From George Washington to Nathanael Greene, 27 March 1784

To Nathanael Greene

Mount Vernon 27th March 1784

My Dr Sir,

A few days ago, by the post, on wch of late there seems to be no dependance, I wrote you a few lines expressive of an earnest wish that you could make it convenient to be at the Genl Meeting of the Society of Cincinnati, before you took your departure for South Carolina. I did not then, nor can I now, assign all my reasons for it; but to me it should seem indispensable, that the Meeting in May next should not only be full, but composed of the best abilities of the representation. The temper, of the New England States in particular, respecting this Society, the encreasing jealousies of it, a letter from the Marquis, & other considerations point strongly to wise determinations at this time.1 If then private interest or convenience withhold the first characters from the Meeting, what may be the consequence?—’tis easier, & perhaps better to be conceived than told. At any rate a bare representation will bring the Society into disrepute, & unfit it perhaps to decide upon the weighty matters which may come before it. besides, these excuses may be offered by one man as well as another, & sure I am none can urge them with more propriety than myself. I would add more, but that I fear this letter will not reach you in time & I am detaining a countryman of yours who has a fair wind, & I know is setting upon thorns from his eagerness to embrace it.2 Most sincerely & Affectionately I am Yrs

G: Washington

LB, DLC:GW; ALS, advertised in October 1988 by Sotheby’s catalog no. 5759, item 204, and in Paul C. Richards’s catalog no. 235, item 198.

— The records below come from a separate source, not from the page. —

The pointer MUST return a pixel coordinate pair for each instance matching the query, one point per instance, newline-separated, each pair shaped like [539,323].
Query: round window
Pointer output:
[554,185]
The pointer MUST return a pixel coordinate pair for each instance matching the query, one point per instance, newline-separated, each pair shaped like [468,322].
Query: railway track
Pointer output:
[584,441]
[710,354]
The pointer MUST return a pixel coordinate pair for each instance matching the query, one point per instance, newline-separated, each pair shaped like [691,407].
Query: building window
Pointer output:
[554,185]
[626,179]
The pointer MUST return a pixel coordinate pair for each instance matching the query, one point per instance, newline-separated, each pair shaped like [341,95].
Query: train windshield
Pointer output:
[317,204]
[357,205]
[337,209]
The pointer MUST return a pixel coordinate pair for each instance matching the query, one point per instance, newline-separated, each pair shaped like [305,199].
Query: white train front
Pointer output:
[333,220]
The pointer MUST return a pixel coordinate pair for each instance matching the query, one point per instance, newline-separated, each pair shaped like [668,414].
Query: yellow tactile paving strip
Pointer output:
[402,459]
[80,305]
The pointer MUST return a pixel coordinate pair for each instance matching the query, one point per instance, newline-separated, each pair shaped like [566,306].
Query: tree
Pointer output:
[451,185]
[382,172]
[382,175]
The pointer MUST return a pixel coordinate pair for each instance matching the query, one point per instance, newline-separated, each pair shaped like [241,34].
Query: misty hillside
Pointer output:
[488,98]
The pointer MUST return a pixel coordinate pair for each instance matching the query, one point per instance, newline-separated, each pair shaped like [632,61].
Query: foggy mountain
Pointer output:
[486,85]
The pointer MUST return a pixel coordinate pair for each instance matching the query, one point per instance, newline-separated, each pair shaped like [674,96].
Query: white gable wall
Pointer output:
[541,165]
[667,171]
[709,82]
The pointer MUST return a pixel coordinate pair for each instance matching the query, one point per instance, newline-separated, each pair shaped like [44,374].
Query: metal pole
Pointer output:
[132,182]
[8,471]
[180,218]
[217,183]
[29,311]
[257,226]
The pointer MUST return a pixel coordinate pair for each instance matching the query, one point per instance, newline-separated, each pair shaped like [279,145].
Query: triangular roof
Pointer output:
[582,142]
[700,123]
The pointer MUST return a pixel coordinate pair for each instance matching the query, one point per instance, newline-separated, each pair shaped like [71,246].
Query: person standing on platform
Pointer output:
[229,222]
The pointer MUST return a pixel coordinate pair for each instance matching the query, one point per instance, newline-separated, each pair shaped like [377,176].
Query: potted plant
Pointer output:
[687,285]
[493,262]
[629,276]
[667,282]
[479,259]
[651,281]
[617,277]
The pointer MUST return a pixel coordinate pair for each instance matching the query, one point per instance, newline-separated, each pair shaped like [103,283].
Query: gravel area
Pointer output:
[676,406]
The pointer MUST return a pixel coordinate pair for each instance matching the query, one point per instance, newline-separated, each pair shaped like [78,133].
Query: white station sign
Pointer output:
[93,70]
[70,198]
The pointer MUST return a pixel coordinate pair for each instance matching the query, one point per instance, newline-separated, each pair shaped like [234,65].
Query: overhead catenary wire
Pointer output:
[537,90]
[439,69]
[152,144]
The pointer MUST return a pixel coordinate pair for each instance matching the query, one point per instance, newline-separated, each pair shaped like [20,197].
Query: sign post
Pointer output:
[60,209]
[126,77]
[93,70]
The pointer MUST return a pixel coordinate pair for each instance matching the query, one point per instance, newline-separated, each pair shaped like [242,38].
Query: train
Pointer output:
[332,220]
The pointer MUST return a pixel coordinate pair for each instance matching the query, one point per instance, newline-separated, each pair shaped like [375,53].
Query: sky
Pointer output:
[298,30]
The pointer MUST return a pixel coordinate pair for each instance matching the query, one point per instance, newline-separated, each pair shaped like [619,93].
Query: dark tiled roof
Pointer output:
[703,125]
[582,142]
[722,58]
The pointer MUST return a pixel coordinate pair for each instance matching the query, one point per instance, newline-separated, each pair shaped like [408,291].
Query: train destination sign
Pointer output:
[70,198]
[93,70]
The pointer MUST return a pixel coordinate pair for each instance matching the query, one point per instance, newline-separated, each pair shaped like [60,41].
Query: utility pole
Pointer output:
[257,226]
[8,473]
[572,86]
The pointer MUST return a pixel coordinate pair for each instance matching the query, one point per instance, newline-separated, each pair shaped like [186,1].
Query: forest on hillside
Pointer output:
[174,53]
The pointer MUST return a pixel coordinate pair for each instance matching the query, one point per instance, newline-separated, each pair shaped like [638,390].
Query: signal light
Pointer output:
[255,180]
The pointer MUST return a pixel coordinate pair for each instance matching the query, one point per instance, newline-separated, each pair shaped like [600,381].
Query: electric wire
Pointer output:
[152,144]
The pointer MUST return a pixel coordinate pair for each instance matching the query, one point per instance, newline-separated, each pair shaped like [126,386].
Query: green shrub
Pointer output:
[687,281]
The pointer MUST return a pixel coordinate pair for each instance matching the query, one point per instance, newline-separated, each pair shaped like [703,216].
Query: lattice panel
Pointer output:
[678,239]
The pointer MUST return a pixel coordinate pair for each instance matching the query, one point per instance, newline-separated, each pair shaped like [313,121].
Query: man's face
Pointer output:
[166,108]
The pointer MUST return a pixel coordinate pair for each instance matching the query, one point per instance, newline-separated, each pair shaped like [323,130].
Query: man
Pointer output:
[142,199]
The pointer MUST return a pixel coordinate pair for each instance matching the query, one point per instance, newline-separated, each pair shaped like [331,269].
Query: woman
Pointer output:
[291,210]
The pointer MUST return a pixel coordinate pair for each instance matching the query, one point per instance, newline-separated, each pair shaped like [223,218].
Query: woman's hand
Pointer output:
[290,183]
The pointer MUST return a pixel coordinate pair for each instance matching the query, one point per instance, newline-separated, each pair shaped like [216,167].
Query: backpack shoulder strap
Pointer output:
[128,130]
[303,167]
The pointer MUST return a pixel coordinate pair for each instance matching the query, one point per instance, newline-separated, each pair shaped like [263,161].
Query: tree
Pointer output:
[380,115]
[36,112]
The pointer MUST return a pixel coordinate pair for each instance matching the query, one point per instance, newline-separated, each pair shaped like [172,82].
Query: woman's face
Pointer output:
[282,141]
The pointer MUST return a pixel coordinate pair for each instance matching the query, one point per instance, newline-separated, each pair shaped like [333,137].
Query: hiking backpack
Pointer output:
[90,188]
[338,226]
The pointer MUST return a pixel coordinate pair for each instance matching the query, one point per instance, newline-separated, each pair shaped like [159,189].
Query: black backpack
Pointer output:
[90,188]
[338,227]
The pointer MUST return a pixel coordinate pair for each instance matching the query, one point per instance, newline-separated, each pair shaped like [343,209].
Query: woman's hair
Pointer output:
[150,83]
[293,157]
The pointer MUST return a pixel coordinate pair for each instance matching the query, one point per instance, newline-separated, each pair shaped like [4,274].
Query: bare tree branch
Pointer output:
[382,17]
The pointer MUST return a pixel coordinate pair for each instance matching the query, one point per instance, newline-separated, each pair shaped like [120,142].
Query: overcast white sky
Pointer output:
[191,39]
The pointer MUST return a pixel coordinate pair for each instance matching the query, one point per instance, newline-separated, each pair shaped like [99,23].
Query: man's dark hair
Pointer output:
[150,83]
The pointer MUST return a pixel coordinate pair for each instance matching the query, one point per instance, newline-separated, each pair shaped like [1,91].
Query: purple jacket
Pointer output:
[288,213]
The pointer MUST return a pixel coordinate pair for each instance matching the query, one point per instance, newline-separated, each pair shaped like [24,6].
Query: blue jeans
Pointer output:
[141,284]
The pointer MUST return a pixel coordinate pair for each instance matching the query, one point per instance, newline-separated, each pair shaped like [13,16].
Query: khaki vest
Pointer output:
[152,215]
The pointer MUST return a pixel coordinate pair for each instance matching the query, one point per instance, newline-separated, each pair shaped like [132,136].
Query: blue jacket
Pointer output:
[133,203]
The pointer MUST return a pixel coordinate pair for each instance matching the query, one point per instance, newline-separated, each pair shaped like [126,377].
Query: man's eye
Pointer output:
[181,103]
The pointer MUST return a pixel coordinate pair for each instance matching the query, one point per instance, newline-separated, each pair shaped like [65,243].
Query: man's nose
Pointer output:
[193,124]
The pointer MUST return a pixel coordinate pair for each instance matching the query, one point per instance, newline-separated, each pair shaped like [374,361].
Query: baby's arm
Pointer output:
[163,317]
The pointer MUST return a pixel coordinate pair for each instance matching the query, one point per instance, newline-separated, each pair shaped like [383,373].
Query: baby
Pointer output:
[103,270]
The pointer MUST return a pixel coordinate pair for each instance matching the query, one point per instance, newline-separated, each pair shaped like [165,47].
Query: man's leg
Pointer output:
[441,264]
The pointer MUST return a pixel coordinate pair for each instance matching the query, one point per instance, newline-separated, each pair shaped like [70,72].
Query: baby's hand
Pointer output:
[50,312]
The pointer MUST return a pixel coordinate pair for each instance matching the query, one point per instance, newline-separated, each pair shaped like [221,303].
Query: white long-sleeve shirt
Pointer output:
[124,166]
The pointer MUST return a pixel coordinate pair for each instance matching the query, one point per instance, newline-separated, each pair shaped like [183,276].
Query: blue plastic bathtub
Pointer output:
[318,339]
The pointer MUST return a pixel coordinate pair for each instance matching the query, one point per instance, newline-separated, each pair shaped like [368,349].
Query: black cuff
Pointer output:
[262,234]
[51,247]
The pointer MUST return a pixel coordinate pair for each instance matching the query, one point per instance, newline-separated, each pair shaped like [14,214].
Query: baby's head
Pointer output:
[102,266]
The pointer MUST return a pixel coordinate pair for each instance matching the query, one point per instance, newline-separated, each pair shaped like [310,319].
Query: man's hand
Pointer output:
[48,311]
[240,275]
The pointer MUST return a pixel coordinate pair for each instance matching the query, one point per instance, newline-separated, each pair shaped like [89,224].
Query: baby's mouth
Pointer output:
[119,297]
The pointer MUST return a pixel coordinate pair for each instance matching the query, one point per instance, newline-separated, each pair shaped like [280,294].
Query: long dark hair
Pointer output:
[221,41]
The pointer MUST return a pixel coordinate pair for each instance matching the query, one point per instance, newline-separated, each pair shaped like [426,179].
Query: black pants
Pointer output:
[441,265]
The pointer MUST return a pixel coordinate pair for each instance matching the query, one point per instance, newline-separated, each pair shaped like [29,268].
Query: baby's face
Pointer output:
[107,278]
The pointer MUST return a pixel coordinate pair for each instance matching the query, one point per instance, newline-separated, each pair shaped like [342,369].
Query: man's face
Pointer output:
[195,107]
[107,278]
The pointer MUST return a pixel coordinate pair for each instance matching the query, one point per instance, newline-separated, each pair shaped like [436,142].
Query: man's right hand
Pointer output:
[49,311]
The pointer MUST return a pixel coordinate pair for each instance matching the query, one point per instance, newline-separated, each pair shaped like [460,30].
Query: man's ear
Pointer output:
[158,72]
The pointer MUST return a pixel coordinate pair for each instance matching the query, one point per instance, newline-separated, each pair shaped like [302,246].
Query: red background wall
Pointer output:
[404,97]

1GW wrote Greene on 20 March. He is probably referring to Lafayette’s letter of 25 Dec. 1783.

2The Richards catalog indicates that the foregoing sentence in the ALS read: “I would add more, but that I fear this letter will not reach you in time, and because I am detaining a Countryman of yours (who is to be the bearer of it) with a fair wind, who is in as bad a situation as a man or Jester looks would, be, from his eagerness to embrace it.”